These Kids Are Out of Control: Why We Must Reimagine Classroom Management for Equity - Paperback
$39.49
by H. Richard Milner (Author), Cunningham (Author), Lori Delale-O′connor (Author)
Today's classrooms reimagined
If you're looking for a book on how to "control" your students, this isn't it! Instead, this is a book on what classroom learning could be if we aspire to co-create more culturally responsive and equitable environments--environments that are safe, affirming, learner-centered, intellectually challenging, and engaging. If we create the kind of places where our students want to be . . .

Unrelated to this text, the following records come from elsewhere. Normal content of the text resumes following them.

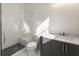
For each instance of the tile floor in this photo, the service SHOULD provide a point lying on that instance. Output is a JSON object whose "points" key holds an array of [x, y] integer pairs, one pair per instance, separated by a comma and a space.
{"points": [[24, 52]]}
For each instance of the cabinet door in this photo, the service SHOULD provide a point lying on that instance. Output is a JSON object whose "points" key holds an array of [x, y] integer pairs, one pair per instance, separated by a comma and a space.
{"points": [[73, 50]]}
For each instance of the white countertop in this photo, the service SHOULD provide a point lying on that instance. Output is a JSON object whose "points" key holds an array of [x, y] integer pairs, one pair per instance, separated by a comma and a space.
{"points": [[68, 39]]}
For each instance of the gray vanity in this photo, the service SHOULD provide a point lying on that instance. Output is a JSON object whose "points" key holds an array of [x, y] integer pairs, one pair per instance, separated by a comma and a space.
{"points": [[59, 46]]}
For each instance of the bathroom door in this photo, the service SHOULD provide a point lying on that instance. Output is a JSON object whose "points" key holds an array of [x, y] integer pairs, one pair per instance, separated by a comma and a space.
{"points": [[10, 24]]}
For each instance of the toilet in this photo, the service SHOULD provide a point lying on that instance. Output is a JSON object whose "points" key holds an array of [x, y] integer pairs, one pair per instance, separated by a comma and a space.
{"points": [[31, 47]]}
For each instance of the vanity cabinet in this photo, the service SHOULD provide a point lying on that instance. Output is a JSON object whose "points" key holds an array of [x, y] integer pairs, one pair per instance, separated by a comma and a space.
{"points": [[57, 48], [73, 50], [51, 48]]}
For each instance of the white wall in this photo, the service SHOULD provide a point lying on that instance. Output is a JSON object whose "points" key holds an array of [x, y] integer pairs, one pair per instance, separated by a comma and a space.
{"points": [[65, 18], [10, 24]]}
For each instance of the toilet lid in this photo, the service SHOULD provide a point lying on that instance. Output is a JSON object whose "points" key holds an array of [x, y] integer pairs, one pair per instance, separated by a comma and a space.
{"points": [[32, 44]]}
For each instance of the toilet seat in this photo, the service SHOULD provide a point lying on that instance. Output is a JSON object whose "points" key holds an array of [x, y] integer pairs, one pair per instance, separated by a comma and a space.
{"points": [[32, 44]]}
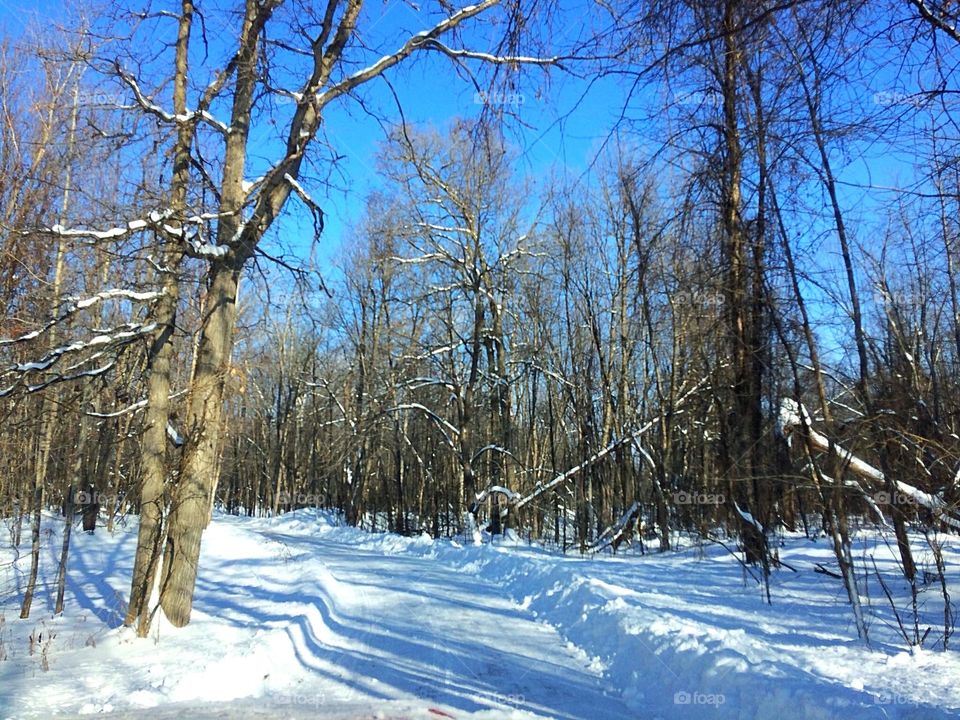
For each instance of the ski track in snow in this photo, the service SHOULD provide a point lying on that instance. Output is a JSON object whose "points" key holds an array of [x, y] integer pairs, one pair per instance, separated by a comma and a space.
{"points": [[308, 627], [296, 617]]}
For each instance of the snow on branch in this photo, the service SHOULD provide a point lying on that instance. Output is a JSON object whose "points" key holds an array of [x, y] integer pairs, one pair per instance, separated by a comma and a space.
{"points": [[147, 104], [488, 58], [599, 455], [117, 337], [793, 415], [449, 431], [416, 42], [496, 490], [76, 304]]}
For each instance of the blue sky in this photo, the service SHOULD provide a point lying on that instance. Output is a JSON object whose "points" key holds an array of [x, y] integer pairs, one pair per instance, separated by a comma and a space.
{"points": [[566, 120]]}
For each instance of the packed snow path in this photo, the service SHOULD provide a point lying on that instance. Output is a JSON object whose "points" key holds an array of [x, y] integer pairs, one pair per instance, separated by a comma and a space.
{"points": [[298, 617], [290, 625]]}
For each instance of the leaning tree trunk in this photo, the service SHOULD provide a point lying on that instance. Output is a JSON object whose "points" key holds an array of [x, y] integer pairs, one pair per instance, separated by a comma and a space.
{"points": [[153, 464], [190, 505]]}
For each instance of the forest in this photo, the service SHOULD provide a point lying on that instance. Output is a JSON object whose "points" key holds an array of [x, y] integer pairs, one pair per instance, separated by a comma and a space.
{"points": [[727, 310]]}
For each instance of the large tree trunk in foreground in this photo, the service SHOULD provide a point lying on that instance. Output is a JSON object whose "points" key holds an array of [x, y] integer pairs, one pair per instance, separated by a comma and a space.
{"points": [[192, 496]]}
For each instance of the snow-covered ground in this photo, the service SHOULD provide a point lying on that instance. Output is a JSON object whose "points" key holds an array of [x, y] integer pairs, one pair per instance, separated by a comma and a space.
{"points": [[299, 617]]}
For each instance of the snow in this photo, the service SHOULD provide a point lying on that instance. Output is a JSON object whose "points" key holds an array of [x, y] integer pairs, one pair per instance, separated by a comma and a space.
{"points": [[300, 617]]}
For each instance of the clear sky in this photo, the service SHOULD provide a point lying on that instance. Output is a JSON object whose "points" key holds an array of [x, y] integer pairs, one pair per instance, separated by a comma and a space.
{"points": [[564, 121]]}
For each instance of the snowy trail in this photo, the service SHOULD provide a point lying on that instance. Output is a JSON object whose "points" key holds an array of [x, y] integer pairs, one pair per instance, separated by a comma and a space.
{"points": [[300, 625], [407, 626], [299, 617]]}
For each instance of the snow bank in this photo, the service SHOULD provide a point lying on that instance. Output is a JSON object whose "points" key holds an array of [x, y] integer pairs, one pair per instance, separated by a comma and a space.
{"points": [[686, 638]]}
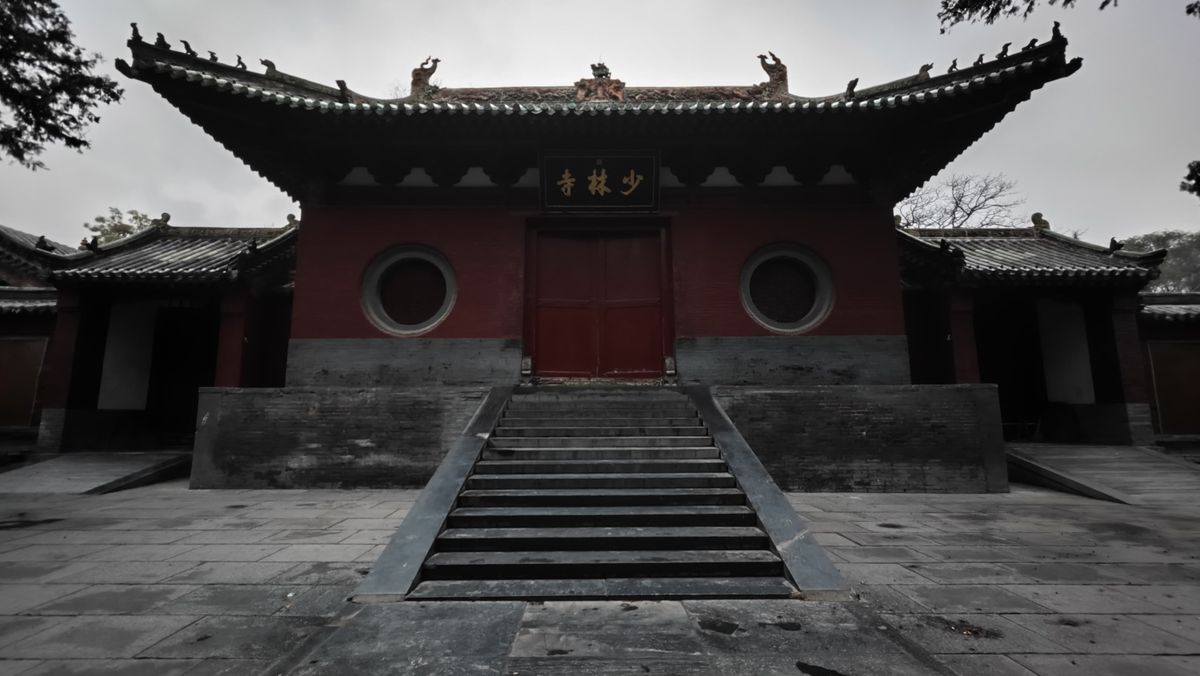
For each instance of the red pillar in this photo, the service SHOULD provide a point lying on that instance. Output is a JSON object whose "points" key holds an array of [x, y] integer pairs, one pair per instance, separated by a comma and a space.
{"points": [[58, 364], [232, 339], [963, 342]]}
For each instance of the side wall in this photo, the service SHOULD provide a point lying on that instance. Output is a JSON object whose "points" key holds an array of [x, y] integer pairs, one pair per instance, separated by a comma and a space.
{"points": [[325, 437], [921, 438]]}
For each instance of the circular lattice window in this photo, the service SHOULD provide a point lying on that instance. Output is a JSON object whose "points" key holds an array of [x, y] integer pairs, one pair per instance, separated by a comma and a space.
{"points": [[408, 291], [786, 288]]}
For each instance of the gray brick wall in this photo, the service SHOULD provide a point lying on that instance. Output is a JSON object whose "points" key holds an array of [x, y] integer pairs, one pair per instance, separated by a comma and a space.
{"points": [[793, 360], [327, 437], [874, 438], [400, 363]]}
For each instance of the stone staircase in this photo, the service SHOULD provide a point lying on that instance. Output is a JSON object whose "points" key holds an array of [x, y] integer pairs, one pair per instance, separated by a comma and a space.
{"points": [[600, 494]]}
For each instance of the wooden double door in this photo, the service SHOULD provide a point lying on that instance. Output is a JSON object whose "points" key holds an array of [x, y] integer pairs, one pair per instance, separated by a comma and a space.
{"points": [[599, 303]]}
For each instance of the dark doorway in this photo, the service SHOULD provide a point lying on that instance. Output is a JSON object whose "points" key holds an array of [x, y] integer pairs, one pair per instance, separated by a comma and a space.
{"points": [[185, 354], [598, 303]]}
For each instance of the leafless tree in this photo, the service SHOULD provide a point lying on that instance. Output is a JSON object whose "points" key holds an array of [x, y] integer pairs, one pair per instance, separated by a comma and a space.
{"points": [[963, 201]]}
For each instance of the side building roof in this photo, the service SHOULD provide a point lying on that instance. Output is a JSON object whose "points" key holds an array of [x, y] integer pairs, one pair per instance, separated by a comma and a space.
{"points": [[1020, 256]]}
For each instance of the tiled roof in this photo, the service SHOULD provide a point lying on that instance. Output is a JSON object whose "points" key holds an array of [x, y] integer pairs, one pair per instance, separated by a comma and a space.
{"points": [[1031, 255], [150, 63], [1175, 307], [163, 253], [19, 300]]}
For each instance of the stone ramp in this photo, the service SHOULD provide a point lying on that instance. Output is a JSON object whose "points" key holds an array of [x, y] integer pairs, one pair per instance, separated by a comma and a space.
{"points": [[1120, 473], [94, 473]]}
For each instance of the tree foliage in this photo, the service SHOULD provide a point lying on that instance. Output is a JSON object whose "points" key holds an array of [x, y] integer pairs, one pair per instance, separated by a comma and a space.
{"points": [[963, 201], [48, 93], [1181, 270], [954, 12], [115, 225]]}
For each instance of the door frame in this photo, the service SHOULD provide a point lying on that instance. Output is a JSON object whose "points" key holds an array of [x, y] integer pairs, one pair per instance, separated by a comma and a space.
{"points": [[598, 225]]}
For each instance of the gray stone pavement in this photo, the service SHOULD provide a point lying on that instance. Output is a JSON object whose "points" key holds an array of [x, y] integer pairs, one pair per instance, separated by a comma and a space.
{"points": [[161, 580]]}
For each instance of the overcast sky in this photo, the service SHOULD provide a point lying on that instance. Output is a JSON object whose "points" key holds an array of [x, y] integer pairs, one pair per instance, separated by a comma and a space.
{"points": [[1102, 151]]}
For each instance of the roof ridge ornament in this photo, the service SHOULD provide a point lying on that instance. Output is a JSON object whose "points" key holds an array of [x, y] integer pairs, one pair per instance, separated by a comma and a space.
{"points": [[777, 75], [600, 87], [420, 85]]}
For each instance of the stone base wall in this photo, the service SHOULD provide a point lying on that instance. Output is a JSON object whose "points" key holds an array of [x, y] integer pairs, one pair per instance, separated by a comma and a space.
{"points": [[874, 438], [327, 437], [401, 363], [793, 360]]}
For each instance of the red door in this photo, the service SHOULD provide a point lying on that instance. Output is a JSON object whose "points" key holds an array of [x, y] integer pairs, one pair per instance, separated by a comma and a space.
{"points": [[599, 305]]}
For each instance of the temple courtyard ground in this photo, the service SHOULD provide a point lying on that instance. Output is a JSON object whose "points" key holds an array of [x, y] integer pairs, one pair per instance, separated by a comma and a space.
{"points": [[162, 580]]}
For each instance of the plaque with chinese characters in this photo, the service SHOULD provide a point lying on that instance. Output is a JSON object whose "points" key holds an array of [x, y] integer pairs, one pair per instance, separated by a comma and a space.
{"points": [[600, 181]]}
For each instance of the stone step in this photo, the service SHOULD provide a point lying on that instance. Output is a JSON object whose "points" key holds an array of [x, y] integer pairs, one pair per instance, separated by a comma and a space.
{"points": [[589, 408], [605, 588], [600, 431], [593, 466], [639, 413], [622, 538], [552, 482], [600, 497], [630, 453], [600, 422], [583, 564], [601, 442], [600, 516], [600, 395]]}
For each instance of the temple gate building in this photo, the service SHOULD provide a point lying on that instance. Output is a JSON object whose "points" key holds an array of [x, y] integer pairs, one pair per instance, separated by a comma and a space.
{"points": [[456, 240]]}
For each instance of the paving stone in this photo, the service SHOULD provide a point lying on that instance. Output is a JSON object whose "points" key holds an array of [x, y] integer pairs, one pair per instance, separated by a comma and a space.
{"points": [[1105, 634], [229, 552], [969, 573], [805, 638], [420, 638], [1185, 626], [971, 633], [319, 552], [1109, 665], [1085, 598], [877, 554], [113, 668], [984, 665], [1065, 573], [100, 636], [969, 598], [51, 552], [127, 572], [234, 599], [880, 574], [114, 599], [18, 598], [323, 573], [245, 638]]}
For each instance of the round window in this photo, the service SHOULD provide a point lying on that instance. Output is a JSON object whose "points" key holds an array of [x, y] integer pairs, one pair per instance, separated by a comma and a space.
{"points": [[786, 288], [408, 291]]}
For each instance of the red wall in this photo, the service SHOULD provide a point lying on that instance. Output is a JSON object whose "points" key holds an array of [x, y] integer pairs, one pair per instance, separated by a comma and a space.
{"points": [[857, 241], [485, 247], [486, 250]]}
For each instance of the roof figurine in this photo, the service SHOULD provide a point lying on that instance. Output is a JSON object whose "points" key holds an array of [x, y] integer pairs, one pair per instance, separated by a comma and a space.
{"points": [[420, 84], [600, 87], [777, 75]]}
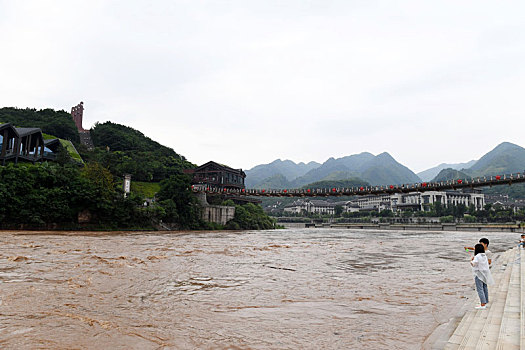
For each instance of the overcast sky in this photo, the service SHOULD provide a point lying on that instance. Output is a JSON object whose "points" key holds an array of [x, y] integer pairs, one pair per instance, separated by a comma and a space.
{"points": [[246, 82]]}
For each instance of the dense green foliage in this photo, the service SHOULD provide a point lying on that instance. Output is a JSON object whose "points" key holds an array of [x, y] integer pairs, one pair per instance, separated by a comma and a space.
{"points": [[382, 169], [56, 123], [274, 182], [36, 196], [450, 174], [124, 150], [505, 158], [352, 182], [516, 191], [287, 169], [179, 203], [145, 189]]}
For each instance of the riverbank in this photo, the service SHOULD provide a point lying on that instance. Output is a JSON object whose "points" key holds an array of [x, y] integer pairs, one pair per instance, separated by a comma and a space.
{"points": [[411, 227], [501, 325]]}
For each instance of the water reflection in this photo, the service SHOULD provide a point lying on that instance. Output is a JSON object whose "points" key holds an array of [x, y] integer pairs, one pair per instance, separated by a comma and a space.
{"points": [[290, 289]]}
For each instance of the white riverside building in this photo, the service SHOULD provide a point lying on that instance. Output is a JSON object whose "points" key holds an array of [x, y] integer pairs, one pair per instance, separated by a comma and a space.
{"points": [[396, 202]]}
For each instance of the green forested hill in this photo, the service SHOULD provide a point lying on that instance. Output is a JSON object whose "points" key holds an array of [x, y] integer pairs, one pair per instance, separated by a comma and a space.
{"points": [[450, 174], [124, 150], [56, 123], [123, 138], [352, 182], [503, 159]]}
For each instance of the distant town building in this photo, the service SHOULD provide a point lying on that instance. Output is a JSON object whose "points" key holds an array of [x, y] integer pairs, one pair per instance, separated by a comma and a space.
{"points": [[77, 112], [311, 206], [215, 175], [505, 202], [397, 202]]}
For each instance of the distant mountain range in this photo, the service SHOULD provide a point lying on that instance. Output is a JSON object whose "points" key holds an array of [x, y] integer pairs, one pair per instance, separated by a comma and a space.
{"points": [[431, 173], [382, 169]]}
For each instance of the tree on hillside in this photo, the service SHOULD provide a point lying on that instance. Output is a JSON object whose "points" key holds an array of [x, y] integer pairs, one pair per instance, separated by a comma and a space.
{"points": [[57, 123], [177, 199]]}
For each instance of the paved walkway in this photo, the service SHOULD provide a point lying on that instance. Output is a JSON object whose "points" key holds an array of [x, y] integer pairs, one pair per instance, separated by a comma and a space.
{"points": [[502, 325]]}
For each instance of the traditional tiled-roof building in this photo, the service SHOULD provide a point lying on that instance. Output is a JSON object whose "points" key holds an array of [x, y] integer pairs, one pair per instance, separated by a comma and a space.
{"points": [[215, 175], [25, 144]]}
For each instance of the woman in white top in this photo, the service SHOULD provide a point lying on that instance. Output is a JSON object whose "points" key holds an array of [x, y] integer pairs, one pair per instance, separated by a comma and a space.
{"points": [[482, 275]]}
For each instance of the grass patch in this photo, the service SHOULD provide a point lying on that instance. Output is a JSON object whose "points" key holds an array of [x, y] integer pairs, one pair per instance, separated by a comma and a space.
{"points": [[71, 150], [146, 189]]}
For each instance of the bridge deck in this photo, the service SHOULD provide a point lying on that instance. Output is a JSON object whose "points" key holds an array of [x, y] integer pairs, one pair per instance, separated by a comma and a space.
{"points": [[507, 179]]}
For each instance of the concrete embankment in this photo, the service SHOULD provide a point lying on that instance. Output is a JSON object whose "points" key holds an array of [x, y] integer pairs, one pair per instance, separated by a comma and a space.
{"points": [[412, 227], [502, 324]]}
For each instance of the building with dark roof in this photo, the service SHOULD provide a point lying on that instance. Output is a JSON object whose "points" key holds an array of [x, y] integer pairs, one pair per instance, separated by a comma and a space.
{"points": [[25, 144], [77, 112], [215, 175]]}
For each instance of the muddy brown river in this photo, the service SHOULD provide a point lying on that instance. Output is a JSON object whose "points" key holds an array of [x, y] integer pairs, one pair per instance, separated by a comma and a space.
{"points": [[283, 289]]}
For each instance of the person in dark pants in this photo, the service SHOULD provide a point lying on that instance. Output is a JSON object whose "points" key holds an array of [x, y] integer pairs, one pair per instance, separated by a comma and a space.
{"points": [[482, 275]]}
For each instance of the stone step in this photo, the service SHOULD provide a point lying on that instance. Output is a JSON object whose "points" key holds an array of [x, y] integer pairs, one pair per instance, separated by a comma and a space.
{"points": [[490, 331], [509, 335], [477, 323], [457, 338]]}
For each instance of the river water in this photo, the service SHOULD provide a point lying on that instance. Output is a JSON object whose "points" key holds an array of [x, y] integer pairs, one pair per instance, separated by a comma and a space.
{"points": [[283, 289]]}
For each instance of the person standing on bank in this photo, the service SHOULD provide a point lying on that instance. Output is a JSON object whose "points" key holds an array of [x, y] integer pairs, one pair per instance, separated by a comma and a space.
{"points": [[488, 253], [482, 275]]}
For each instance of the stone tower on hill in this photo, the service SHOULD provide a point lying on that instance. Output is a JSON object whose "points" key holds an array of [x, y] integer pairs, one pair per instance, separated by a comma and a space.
{"points": [[77, 112]]}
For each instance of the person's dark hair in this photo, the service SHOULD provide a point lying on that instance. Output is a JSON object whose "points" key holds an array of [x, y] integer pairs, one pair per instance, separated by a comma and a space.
{"points": [[479, 248]]}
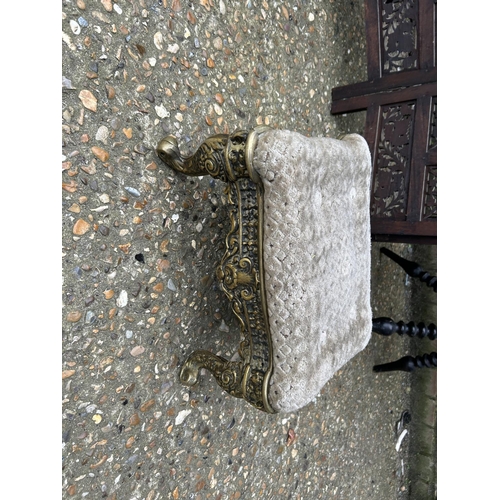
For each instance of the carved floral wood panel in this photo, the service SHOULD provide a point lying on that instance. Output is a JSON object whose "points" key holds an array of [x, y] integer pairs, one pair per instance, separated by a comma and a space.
{"points": [[399, 35], [392, 162]]}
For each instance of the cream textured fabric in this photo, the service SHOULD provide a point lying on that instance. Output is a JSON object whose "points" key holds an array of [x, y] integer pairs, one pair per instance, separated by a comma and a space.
{"points": [[316, 258]]}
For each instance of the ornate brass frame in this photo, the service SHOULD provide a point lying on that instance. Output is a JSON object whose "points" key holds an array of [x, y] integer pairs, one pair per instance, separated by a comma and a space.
{"points": [[240, 273]]}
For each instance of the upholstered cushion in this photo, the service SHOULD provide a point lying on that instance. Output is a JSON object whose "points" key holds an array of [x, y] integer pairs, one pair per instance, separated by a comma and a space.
{"points": [[316, 258]]}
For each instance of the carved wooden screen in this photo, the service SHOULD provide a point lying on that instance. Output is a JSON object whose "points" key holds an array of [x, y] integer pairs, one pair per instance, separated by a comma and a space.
{"points": [[401, 120]]}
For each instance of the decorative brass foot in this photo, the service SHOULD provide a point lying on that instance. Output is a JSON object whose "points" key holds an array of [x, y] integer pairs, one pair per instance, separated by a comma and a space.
{"points": [[229, 158]]}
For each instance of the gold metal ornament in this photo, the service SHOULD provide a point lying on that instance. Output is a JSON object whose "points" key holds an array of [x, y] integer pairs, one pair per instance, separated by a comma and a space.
{"points": [[241, 271]]}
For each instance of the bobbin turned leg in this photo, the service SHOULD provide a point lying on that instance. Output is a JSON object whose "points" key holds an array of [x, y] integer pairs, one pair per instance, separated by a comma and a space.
{"points": [[409, 363], [413, 269], [387, 326]]}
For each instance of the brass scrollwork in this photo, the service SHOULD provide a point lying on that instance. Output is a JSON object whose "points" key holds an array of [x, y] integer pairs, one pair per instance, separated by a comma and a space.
{"points": [[240, 273]]}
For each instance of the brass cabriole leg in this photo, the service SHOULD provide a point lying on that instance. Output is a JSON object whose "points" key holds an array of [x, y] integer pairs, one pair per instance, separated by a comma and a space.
{"points": [[229, 158]]}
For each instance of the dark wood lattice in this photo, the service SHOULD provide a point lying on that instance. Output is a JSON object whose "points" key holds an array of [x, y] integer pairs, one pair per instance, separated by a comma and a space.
{"points": [[400, 98]]}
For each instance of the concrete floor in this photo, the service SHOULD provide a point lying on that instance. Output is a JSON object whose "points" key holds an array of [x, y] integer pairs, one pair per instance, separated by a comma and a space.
{"points": [[140, 246]]}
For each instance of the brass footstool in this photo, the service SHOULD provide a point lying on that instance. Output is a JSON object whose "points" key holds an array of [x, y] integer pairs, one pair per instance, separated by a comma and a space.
{"points": [[297, 263]]}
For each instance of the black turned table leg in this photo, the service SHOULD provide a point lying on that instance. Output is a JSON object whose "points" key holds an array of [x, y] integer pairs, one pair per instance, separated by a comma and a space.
{"points": [[409, 363], [387, 326], [413, 269]]}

A critically important resource for teachers and administrators alike, "These Kids Are Out of Control" details the specific practices, tools, beliefs, dispositions, and mindsets that are essential to better serving the complex needs of our diverse learners, especially our marginalized students. Gain expert insight on:
- What it means to be culturally responsive in today's classroom environments, even in schools at large
- How to decide what to teach, understand the curriculum, build relationships in and outside of school, and assess student development and learning
- The four best practices for building a classroom culture that is both nurturing and rigorous, and where all students are seen, heard, and respected
- Alternatives to punitive disciplinary action that too often sustains the cradle-to-prison pipeline
Classroom "management" takes care of itself when you engage students, help them see links and alignment of the curriculum to their lives, build on and from student identity and culture, and recognize the many ways instructional practices can shift. "These Kids Are Out of Control" is your opportunity to get started right away!
Author Biography
H. Richard Milner IV (also known as Rich) is the Helen Faison Endowed Chair of Urban Education, Professor of Education, Professor of Social Work (by courtesy), and Professor of Africana Studies (by courtesy) as well as Director of the Center for Urban Education at the University of Pittsburgh. Previously, Professor Milner was Lois Autrey Betts Associate Professor and Associate Professor of Education in the Departments of Teaching and Learning and Leadership, Policy and Organizations (by courtesy) as well as a founding director of the graduate program, Learning, Diversity and Urban Studies at Peabody College of Vanderbilt University. At Vanderbilt, in 2008, he became the first Black person to earn promotion and tenure in the entire College of Education's 225-year history. He is a policy fellow of the National Education Policy Center. His research, teaching and policy interests concern urban education, teacher education, African American literature, and the sociology of education.
Erika Gold Kestenberg is the Associate Director of Community Partnerships and Practice for the Center for Urban Education as well as a professor in the School of Education at the University of Pittsburgh. Her 20+ years in the field of education have spanned Pre-K through graduate school teaching and traditional, non-traditional and alternative education program management all focused on urban education with a social justice, equity lens.
Heather Cunningham is a doctoral candidate in the School of Education at the University of Pittsburgh. She has almost 10 years of experience teaching in urban schools.